Contributing

This project follows the all contributors specification. Contributions in many different ways are welcome!

Contribution Types

Report Bugs

Report bugs at https://github.com/TranslationalML/pacsifier/issues.

If you are reporting a bug, please include:

  • Your operating system name and version.

  • Any details about your local setup that might be helpful in troubleshooting.

  • Detailed steps to reproduce the bug.

Fix Bugs

Look through the GitHub issues for bugs. Anything tagged with “bug” and “help wanted” is open to whoever wants to implement it.

Implement Features

Look through the GitHub issues for features. Anything tagged with “enhancement” and “help wanted” is open to whoever wants to implement it.

Write Documentation

PACSIFIER could always use more documentation, whether as part of the official pacsifier docs, in docstrings, or even on the web in blog posts, articles, and such.

Submit Feedback

The best way to send feedback is to create an issue at https://github.com/TranslationalML/pacsifier/issues.

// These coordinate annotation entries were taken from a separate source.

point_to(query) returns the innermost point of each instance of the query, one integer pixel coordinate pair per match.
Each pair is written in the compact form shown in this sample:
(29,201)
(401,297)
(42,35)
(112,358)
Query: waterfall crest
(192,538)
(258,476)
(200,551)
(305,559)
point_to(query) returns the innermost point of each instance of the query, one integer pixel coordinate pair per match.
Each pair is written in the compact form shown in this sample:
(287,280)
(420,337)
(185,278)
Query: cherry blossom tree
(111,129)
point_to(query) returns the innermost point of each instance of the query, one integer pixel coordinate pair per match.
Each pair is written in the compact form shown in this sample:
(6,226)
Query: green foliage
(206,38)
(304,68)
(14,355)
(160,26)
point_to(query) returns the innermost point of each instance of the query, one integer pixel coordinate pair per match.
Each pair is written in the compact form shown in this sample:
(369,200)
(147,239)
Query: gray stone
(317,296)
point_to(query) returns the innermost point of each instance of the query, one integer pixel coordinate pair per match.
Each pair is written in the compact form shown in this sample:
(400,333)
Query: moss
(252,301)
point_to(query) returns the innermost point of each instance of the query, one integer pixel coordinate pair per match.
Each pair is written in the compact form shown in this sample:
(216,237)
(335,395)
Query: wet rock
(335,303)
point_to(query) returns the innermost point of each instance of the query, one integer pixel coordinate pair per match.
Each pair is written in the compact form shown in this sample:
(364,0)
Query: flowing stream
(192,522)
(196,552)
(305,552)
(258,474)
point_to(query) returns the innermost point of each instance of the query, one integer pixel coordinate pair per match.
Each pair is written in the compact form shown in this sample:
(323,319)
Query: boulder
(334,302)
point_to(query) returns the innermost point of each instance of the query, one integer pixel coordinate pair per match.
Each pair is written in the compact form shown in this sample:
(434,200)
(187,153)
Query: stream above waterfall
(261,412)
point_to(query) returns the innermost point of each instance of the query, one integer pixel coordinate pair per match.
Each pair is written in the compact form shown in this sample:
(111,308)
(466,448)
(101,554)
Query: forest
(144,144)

If you are proposing a feature:

  • Explain in detail how it would work.

  • Keep the scope as narrow as possible, to make it easier to implement.

  • Remember that this is a volunteer-driven project, and that contributions are welcome :)

Get Started!

Ready to contribute? Here’s how to set up PACSIFIER for local development.

  1. Fork the repository of PACSIFIER on GitHub.

  2. Clone your fork locally:

    git clone git@github.com:your_name_here/pacsifier.git
    cd pacsifier
    
  3. Create a branch for local development:

    git checkout -b name-of-your-bug-fix-or-feature
    
  4. Now you can make your changes locally.

Important

Please keep your commit the most specific to a change it describes. It is highly advice to track unstaged files with git status, add a file involved in the change to the stage one by one with git add <file>. The use of git add . is highly disencouraged. When all the files for a given change are staged, commit the files with a brieg message using git commit -m "<type>[optional scope]: <description>" that describes your change and where <type> can be fix for a bug fix, feat for a new feature, refactor for a code change that neither fixes a bug nor adds a feature, docs for documentation, ci for continuous integration testing, and test for adding missing tests or correcting existing tests. This follows the Angular conventional commits, please see https://www.conventionalcommits.org/en/v1.0.0-beta.4/ for more details.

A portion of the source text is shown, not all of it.